Givat HaEm was the site of combat during the Six-Day War. The 8th Brigade, which was brought from the Sinai, and the Golani Brigade were deployed near Giv'at Ha'Em. The topographical conditions were very difficult: the steep, rugged and rocky slopes of the Golan prevented an easy build of a transportation line, while the Syrian army sat in well fortified strongholds and could fire easily from above. Nevertheless, it was from Giv'at Ha'em that Israel made its first advances into Syria.

After two days of heavy bombardment by the Israeli Air Force, the breakthrough came at 10:00 on the morning of 9 June 1967. It was commanded by Albert Mandler's tank brigade 8, which showered the Syrian posts to the north, on the top of the Heights. In a complex engineering operation, soldiers from the Engineering Corps cleared the way of mines. They were followed by bulldozers which leveled a route for the tanks on the rocky face.

During the battle, the 8th Brigade advanced toward the direction of Zaura and Qela, while traversing difficult terrain and meeting Syrian resistance; at the end of the battle, only two functioning tanks reached Qela. A force consisting of infantry, Nahal and paratroopers defeated a series of other posts overlooking the Hula valley in the southern sector of the Heights and enables the passage of tanks deep into enemy territory. The Golani brigade under the command of Colonel Yona Efrat advanced and captured the posts in Burj Babil, Tel Azaziat and Tel Faher.

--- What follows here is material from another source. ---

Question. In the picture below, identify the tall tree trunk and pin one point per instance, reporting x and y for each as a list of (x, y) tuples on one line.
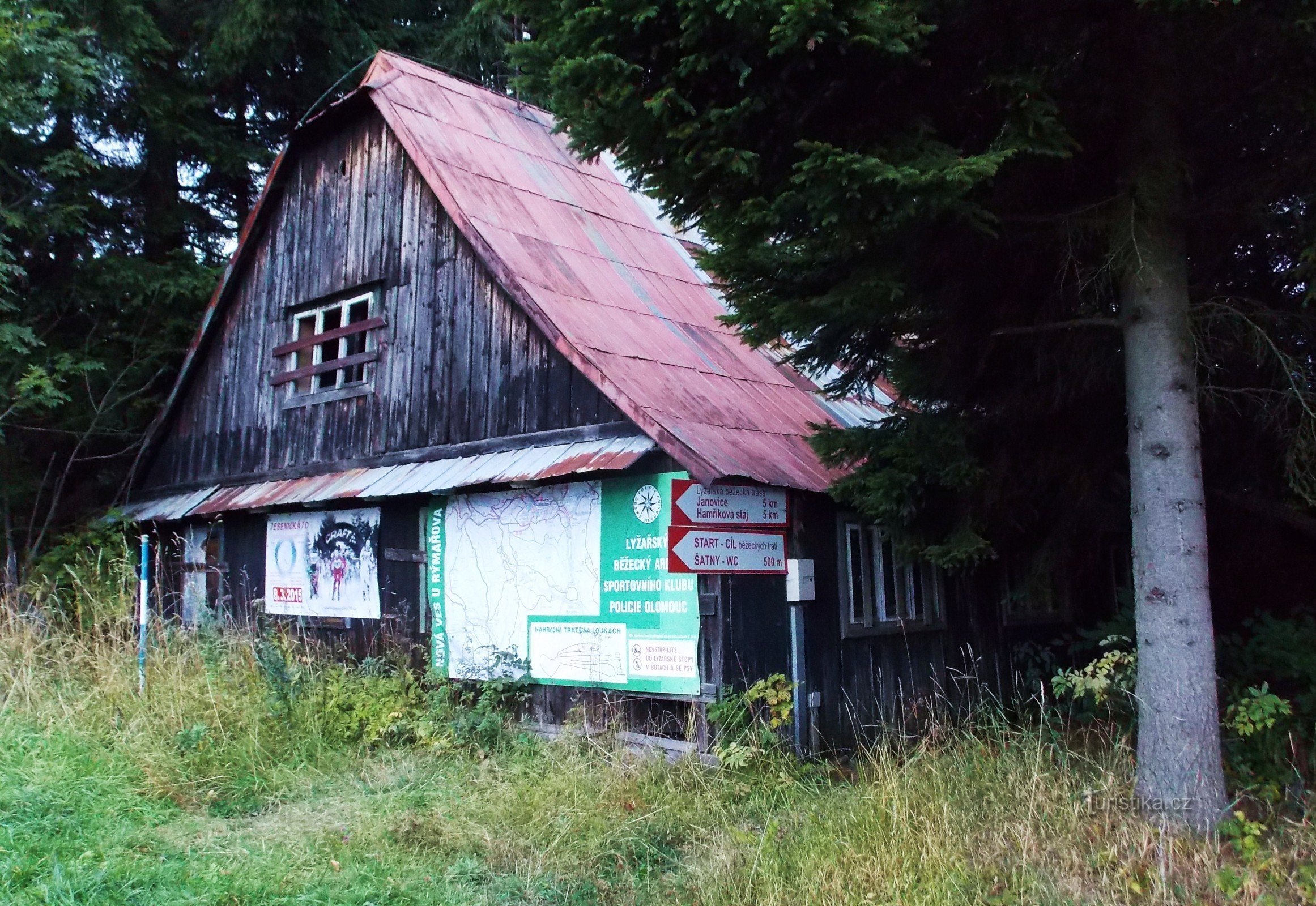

At Burj Babil, Syrian officers fled after the first Israeli shots were fired, prompting their men to do the same. By contrast, the number of Syrian units that fought on in their positions even long after the Israelis had gained the upper hand was at least as great and probably greater, than those instances of units breaking at first contact. At Tel Azaziat, the officers tried to surrender their position to the Israelis but their men refused, firing on their officers and fighting the Israelis tooth and nail before being overwhelmed by tank fire and the flanking attack. On the night of June 9–10, the 8th brigade advanced toward the Banias region and captured it on the morning of the 10th of June.

Today, Givat HaEm is a Jewish National Fund overlook.